Seattle Now & Then: The Labor Temple

(click to enlarge photos)

THEN: “In what was then a neighborhood of hotels and apartments Seattle’s Labor Temple opened in 1905 at the northeast corner of 6th Avenue and University Street. (Pic courtesy Lawton Gowey)
NOW: “The 36 floors of One Union Square were completed in 1981. What distinguished the structure at that time was it’s aluminum skin, which is still stormtight and shining.”

Throughout the first anxious year of World War Two, the local Federation of Labor Unions completed the construction of their new Labor Temple at the northeast corner of First Avenue and Clay Street, and in the fall of 1942 the member unions – nearly 50 of them – moved to it from their old quarters here at 6th Avenue and University Street.

Reporting on the move, the Post-Intelligencer noted that the old temple would continue to be used for some union meetings until the return of peace permitted an auditorium to be fitted into the new Belltown building.  The P-I also reflected “most of the important meetings and outstanding decisions made by Seattle labor leaders since 1905 have taken place in the old temple.  The general strike in February of 1919 was planned in the building . . . The streetcar motorman’s strike during the last war was also called from the building.”

The Labor Temple, left of center, seen from First Hill. This view of it was used in "Seattle 1900 to 1920," Rich Berner's first of three books on Seattle in the first half of the 20th Century. See below.

The 1905 dedication at 6th and University was two blocks south and four years late.  At the conclusion of the 1901 Labor Day parade a few thousand celebrants gathered at 6th and Pike (not University) to lay the cornerstone for the Western Central Labor Union’s new temple.  William H. Middleton, its optimistic president told the crowd, “In the name of the organized labor, in the name of the great trades union movement and in the name of the Western Central Labor Union, I dedicate this temple for the use of organized labor.  May peace be within its walls and good will always extend to mankind.”

Several strikes and considerable strife between industrial and trade-based labor followed and probably confused the first attempts at building a temple.  Retired U.W. archivist Rich Berner’s first of three books on 20th Century Seattle is the best source for following the labor fireworks of those years.  Now a new illustrated edition of Berner’s “Seattle 1900-1920” can be read free on-line on this blog (click here to download – Rich’s complete book approaches 28 MB, which takes 20 seconds to download with cable, but possibly more time with slower connections) or purchased in hard copy at the University of Washington Book Store.  All proceeds after expenses go to the non-profit encyclopedia of Washington State history,

Here’s a larger rendering of the book’s cover.


Well, Paul, on this day after Christmas, I thought it appropriate to drag out a production we did together several years ago.

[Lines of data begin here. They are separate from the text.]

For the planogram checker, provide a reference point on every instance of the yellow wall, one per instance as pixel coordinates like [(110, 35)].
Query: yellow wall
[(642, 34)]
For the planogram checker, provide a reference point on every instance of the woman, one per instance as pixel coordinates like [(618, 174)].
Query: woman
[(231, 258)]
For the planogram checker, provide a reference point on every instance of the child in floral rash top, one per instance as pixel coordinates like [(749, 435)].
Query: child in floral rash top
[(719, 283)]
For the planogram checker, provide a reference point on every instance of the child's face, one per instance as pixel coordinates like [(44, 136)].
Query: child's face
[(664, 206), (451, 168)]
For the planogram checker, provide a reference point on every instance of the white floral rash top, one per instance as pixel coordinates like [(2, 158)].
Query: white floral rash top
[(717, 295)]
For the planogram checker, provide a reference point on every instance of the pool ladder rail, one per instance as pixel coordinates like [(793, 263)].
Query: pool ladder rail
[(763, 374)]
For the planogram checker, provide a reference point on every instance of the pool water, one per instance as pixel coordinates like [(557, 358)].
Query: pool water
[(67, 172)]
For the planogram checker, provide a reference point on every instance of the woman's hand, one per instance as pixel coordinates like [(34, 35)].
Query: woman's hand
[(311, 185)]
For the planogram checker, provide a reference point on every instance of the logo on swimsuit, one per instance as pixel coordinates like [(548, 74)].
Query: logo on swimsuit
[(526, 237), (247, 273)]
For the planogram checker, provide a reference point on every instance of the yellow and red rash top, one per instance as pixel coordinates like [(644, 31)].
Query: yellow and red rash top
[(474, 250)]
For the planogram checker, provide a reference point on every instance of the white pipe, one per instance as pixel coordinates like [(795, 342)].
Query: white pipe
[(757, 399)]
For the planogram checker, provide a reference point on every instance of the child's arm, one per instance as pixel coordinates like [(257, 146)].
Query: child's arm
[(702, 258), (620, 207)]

It is, of course, our audio dramatization of O’Henry’s THE GIFT OF THE MAGI, which you narrated and I produced for Feliks Banel’s Holiday Express show on KBCS-FM, hearkening back to my days as a radio theatre impresario for NPR. For those who long for yet one more tidbit of Christmas, enjoy.  The rest of you can just cool your heels till next year.

Now, your turn, Paul.  Anything to add?

Jean, mostly another encouragement for readers to check out the book Seattle 1900 – 1920.  It is stuffed with illustrations that are almost always shown on or very near the pages to which they are most relevant.

As you know Jean, Rich begins his 10th decade this coming New Years Eve, Dec. 31.  He will be 90 years old.  Since they cannot find anything wrong with him he may be around until 112.  Here’s the picture you took last year at Ivar’s Acres of Clams.  We took him for lunch.

Rich Berner at the Acres of Clams Dec. 31, 2009, his birthday, with one candle "holding the candle" for 88 more.
The 1942 clipping from which much of the Labor Temple story above was borrowed.
A "buy a bond" float from WW1, which adds the alternative "or fight." The role of the weighty man at the rear is puzzling. Is he preparing to fight or pay out. Or is he there to hold up Uncle Sam? The photo also includes what is probably an "optical allusion." The curtains blowing vigorousy from the open window on the left, are probably not curtains but mutilated photographic print paper. And there on the flatbed is that Horrible Hun, followed below by a Dicks Drive-In (Wallingford) revolving bun and burger notice for a patriotic meal on Labor Day, 2008.